Миниатюры
Опубликовано в журнале Новый берег, номер 28, 2010
Юрий Ко
БЕРЕГА ЛЕТЫ НАШЕЙ
Миниатюры
Акварель
Молодая, со счастливой улыбкой на лице, стоящая в переливах солнечного света с ландышами в руках, поднесенными к груди. Мама.
Колесо из детства
Катится колесо от родного дома с белой яблоней у крыльца, мимо окошек с голубыми ставнями. Катится по пыльной дороге, оставляя за собой след босых детских ног. Катится мимо криницы, в переулок, мимо приземистого заборчика, обмазанного глиной, мимо зеленых ветвей абрикос, свисающих над головой, мимо вишневого садика с выбеленными стволами деревьев. Катится, подгоняемое детской рукой, через васильковое поле к реке с илистым берегом, с ивой над водой. Катится колесо памяти в заречные дали, бескрайние, с холмами на горизонте, с белыми облаками и солнечными брызгами в искристо-голубом небе.
Утро
Сладок сон в бабушкином доме для утомленного за день детского тела. Темно за закрытыми ставнями, прохладно. Тишина. Но к рассвету заголосят в отдалении петухи, забренчат ведра, подготавливаемые к утренней дойке. И чуть позже услышишь над ухом тихий, на уровне шепота голос: «Деточка, выпей молочка». И женская рука приподнимет твою голову, и ощутишь на губах вкус парного молока. Выпьешь, откинешься на подушку, и продолжится сон. И только позже, когда протянется через комнату солнечный лучик, отыскав брешь в затворенных ставнях, донесется со двора голос бабушки: «Лодыри, хватит спать.
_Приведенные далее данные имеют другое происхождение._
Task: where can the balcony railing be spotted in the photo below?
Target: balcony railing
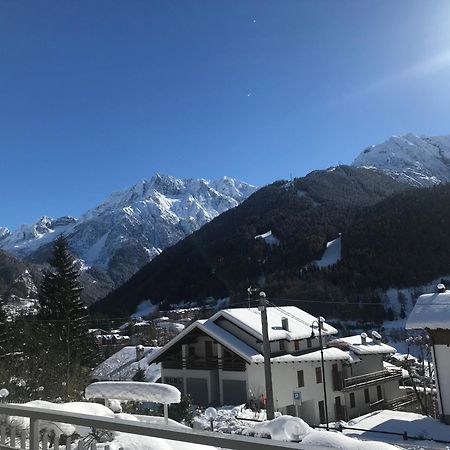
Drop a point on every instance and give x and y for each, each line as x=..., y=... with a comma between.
x=362, y=381
x=32, y=439
x=202, y=363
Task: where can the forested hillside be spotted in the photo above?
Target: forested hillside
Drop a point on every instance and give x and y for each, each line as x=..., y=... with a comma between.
x=223, y=258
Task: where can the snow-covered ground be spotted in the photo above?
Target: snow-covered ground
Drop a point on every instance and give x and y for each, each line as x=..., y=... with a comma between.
x=237, y=420
x=122, y=366
x=400, y=422
x=134, y=391
x=331, y=255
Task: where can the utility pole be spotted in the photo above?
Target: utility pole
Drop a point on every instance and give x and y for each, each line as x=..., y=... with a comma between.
x=320, y=320
x=270, y=410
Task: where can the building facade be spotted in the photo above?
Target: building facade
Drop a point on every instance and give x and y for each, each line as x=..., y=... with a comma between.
x=432, y=313
x=219, y=362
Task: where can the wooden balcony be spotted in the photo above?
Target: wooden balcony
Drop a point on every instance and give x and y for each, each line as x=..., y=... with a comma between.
x=363, y=381
x=235, y=364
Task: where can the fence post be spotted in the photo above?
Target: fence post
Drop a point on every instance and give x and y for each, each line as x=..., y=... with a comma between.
x=166, y=414
x=34, y=434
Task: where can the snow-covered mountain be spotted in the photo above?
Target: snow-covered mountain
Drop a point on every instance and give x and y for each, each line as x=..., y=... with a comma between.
x=133, y=225
x=417, y=160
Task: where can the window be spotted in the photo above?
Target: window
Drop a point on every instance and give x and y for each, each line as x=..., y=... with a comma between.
x=366, y=395
x=379, y=393
x=300, y=378
x=208, y=349
x=322, y=411
x=352, y=400
x=318, y=375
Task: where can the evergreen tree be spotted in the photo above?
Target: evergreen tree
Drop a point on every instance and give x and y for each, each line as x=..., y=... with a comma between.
x=64, y=341
x=139, y=375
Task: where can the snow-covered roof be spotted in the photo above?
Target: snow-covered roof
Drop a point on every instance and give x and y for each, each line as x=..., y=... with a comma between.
x=371, y=347
x=215, y=332
x=431, y=311
x=123, y=365
x=133, y=390
x=249, y=319
x=329, y=354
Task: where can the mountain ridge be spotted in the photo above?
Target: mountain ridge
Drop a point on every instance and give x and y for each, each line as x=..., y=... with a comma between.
x=417, y=160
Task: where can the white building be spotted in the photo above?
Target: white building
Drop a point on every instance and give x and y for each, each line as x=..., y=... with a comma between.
x=432, y=313
x=219, y=361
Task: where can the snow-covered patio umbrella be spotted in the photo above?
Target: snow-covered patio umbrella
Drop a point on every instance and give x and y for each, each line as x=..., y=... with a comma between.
x=135, y=391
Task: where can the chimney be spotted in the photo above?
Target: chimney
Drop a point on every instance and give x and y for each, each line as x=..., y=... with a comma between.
x=322, y=323
x=139, y=352
x=363, y=339
x=376, y=337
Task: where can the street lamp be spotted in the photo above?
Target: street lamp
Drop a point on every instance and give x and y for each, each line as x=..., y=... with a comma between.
x=320, y=320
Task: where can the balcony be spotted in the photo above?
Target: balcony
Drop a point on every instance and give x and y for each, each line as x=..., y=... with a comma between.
x=226, y=363
x=362, y=381
x=36, y=437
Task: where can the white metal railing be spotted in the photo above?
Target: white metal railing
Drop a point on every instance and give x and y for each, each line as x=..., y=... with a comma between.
x=34, y=441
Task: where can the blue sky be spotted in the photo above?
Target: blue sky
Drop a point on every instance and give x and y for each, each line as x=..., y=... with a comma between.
x=96, y=95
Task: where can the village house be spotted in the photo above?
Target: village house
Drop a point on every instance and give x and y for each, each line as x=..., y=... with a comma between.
x=432, y=313
x=219, y=362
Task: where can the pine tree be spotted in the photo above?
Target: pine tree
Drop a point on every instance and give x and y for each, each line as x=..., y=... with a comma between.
x=62, y=315
x=139, y=375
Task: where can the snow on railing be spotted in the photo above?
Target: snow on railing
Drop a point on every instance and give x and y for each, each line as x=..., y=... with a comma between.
x=33, y=440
Время и бабе помочь». Выскочишь на залитое солнцем подворье. В одних трусиках, босиком. Земля хранит ещё ночную прохладу, на цветах петуньи, обвившей плетень, блестят капли росы. Качнет листвой слабый ветерок и по телу пробегут мурашки. Бежишь под стену пристройки, выставляешь солнцу оголенное тело. Рассматриваешь муравьиную трудовую суету под ногами. И замечаешь, как приятное солнечное тепло начинает наполнять твое тело. Отогреешься и спросишь: «Бабуся, а что делать?» И услышишь в ответ: «А ничего, внучек, наработаешься ещё».
Криница
Колодец питьевой воды стоял наискосок при соседском дворе. Глубокий был колодец, на барабане цепь метров на двадцать пять. Посмотришь вниз, только в солнечный день и увидишь отблеск озерца на дне, в пасмурный день в темноту взгляд упирается. Стоит очередь небольшая, бренчит ведрами. Барабан скрипит, на обратном ходу с натугой, и со стороны ворота блестит отполированный ладонями.
Как бабка в очереди случится, обязательно на быль сподобится. Там я в детстве и услышал историю о мальчике, упавшем в этот колодец. Во всех подробностях была история. Начиная с того, как наклонился бедолага, чтобы цепь передернуть да ведром зачерпнуть и, кончая тем, как мать слезами обливалась над колодцем, а потом и сама туда бросилась. Кто знает. Вода в том колодце и правду солоноватой была, с едва ощутимой горчинкой.
Вишни
Вишня. Чудесное дерево. И листочки, и ствол, и янтарный клей на его ранках. И свет под ним рассеян по-особому. Юношей я любил с книгой в руках подолгу лежать под его сенью. Но память бежит дальше, в детство.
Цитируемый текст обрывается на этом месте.